Quantcast

How To Get A Good Night’s Sleep: Earplugs In The Intensive Care Unit Ward Off Confusion

May 4, 2012

Patients in an intensive care unit (ICU) often become confused or delirious soon after, or within a few days of, admittance to the ICU. New research published in BioMed Central’s open access journal Critical Care shows that use of earplugs can result in better sleep (as reported by the patients), lower the incidence of confusion, and delay the onset of cognitive disturbances.

Patients in the ICU are thought to suffer confusion and delirium due to sensory overload. Part of this is due to the physical injuries and sensations of the patients and part due to their environment.

Sound in the ICU has been a subject of research for several years. There is contestant noise due to equipment and people coming and going. However, patients complain that it’s not so much the level of noise but the interruptions due to phones ringing and people talking which is the most disturbing. Not surprisingly studies have shown that the sleep of patients in ICU is severely fragmented with a corresponding lack of slow wave and REM sleep.

While it is not practicable to have silent equipment (and patients need checking at regular intervals), researchers from the University of Antwerp and Antwerp University Hospital investigated the use of earplugs to reduce the amount of noise experienced by the patients as they slept.

As a result of this simple solution the researchers found that starting to use earplugs within the first 24 hours of entering ICU decreased the patient’s risk for delirium or confusion by over 50%. They also noticed that patients sleeping with earplugs developed confusion and delirium later than patients without.

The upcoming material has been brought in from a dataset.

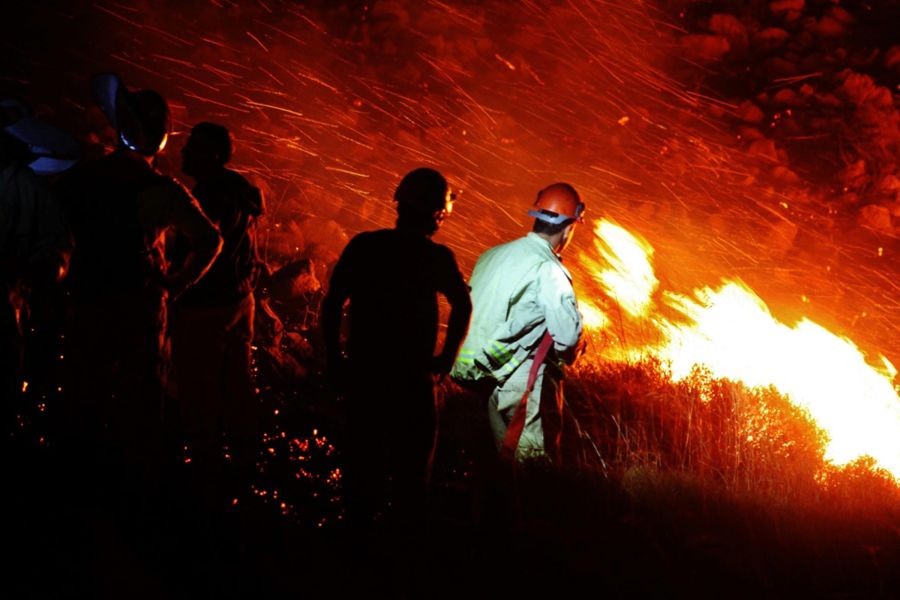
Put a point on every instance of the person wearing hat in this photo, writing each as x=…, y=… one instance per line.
x=34, y=246
x=120, y=210
x=391, y=279
x=525, y=327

After the first night more of the patients with earplugs reported a better night’s sleep.

Prof Bart van Rompaey, who led this study, explained, “The greatest improvement was observed in the risk of confusion, and seems to be strongest within the first 48 hours of admittance to the ICU. Delirium is a multifactorial process and, in our study, was also influenced by age, smoking, and severity of disease. Nevertheless the beneficial effect of earplugs in the ICU, especially in the first few days, clearly demonstrates the advantage of using them. Earplugs are a cheap and easy to use means of improving a patients sleep and preventing confusion.”